This article was published on June 13, 2018

Facebook’s data should be a public resource

Vess Popov, a big data expert, thinks that Facebook needs to give away more data


Facebook’s data should be a public resource Image by: Brain Bar

Vess Popov, an expert in big data and psychometrics, spoke at Brain Bar in Budapest on the future of data. In his talk he shared his concern that platforms like Facebook are becoming more closed off. Their research is more secretive than ever and less of it is making its way to the scientific community and the general public than ever before.

Popov’s concern is understandable as he works for the Psychometrics Center at the University of Cambridge, a research institution that pioneered the study of psychology through big data analysis. They’re basically the ‘good guy’ version of Cambridge Analytica, which infamously manipulated voters based on their psychological profiles.

To find out more about the current landscape in psychological analysis in big data, TNW sat down with Popov on the bank of the Danube and asked him what the future actually holds when it comes to our personal data. Judging by Popov’s answers, the outlook is bleak, but there could be a possible solution.

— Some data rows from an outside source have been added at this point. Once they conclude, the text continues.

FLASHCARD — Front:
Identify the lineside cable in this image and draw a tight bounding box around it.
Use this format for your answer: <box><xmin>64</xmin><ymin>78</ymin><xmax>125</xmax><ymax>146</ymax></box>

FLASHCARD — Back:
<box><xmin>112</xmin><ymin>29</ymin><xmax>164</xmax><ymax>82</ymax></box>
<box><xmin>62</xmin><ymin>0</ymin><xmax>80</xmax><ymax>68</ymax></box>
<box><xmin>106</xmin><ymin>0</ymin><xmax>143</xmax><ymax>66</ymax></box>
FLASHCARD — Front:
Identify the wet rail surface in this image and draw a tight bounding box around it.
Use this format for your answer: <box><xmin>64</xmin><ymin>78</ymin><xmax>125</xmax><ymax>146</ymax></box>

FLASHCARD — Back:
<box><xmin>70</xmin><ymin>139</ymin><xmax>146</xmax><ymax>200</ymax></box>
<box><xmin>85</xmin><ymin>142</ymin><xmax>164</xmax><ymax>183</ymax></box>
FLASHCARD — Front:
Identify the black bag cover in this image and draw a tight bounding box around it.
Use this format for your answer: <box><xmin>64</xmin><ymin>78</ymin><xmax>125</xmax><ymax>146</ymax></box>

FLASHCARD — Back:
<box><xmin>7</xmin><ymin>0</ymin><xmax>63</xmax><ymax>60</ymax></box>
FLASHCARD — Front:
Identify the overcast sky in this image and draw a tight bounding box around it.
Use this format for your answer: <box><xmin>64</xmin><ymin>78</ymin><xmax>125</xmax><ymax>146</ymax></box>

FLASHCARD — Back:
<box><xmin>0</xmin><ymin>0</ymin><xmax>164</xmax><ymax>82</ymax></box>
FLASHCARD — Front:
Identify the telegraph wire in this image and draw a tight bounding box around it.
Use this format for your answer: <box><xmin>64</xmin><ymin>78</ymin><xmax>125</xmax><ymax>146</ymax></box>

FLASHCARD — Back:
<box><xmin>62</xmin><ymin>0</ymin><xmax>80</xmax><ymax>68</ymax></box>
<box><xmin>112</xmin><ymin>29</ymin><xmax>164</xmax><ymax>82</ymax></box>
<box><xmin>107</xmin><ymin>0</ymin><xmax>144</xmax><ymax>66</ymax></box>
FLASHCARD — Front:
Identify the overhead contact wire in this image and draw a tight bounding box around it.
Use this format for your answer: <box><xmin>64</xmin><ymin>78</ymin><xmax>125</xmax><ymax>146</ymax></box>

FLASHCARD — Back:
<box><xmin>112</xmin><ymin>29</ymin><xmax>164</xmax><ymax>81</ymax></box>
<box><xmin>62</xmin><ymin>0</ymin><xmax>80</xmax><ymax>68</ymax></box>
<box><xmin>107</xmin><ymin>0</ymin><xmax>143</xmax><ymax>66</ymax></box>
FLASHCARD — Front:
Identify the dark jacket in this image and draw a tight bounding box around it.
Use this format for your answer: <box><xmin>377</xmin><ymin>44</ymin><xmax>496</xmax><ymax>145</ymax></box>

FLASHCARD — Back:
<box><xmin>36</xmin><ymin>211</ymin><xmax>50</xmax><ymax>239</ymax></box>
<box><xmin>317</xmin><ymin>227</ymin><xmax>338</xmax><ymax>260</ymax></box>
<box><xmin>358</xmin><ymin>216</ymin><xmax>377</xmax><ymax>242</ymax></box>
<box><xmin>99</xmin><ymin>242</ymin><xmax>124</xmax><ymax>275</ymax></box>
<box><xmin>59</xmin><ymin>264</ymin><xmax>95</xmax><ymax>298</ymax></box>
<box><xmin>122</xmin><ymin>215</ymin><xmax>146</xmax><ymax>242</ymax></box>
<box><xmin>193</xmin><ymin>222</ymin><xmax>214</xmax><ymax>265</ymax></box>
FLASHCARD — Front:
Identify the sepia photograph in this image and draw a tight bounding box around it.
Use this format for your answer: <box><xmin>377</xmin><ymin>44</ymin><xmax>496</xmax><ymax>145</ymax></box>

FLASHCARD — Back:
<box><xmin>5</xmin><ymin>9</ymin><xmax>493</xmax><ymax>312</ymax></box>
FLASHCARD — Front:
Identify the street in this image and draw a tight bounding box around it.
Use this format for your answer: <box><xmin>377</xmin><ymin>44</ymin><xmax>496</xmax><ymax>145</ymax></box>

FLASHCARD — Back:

We can’t trust companies with our data

Unfortunately it took a massive scandal like the Facebook/Cambridge Analytica disaster to get all of us interested in how our personal data is being handled. But where do we go from here? One has to ask if there’s any steps we can take in order to completely trust companies with our data. How can we assure they’re handling our data correctly and not using it to create harmful algorithms?

“The sad answer is we can never know for sure,” says Popov with cynical realism. “Only thing we can do is work on the incentives.” The problem we’re currently facing originates in the defunct system we’ve built around people’s data. We reward companies for abusing our personal information:

Right now the financial incentive to do psychological targeting and marketing is absolutely huge. We published a paper showing that when the ‘personality’ of the ad matches the personality of the customer, it’s twice as profitable.

So there’s nothing to prevent people doing that. And actually, people should be doing that in a way that involves the user because, frankly, I want to get more personal ads. Provided I know what data you’re using to personalize it.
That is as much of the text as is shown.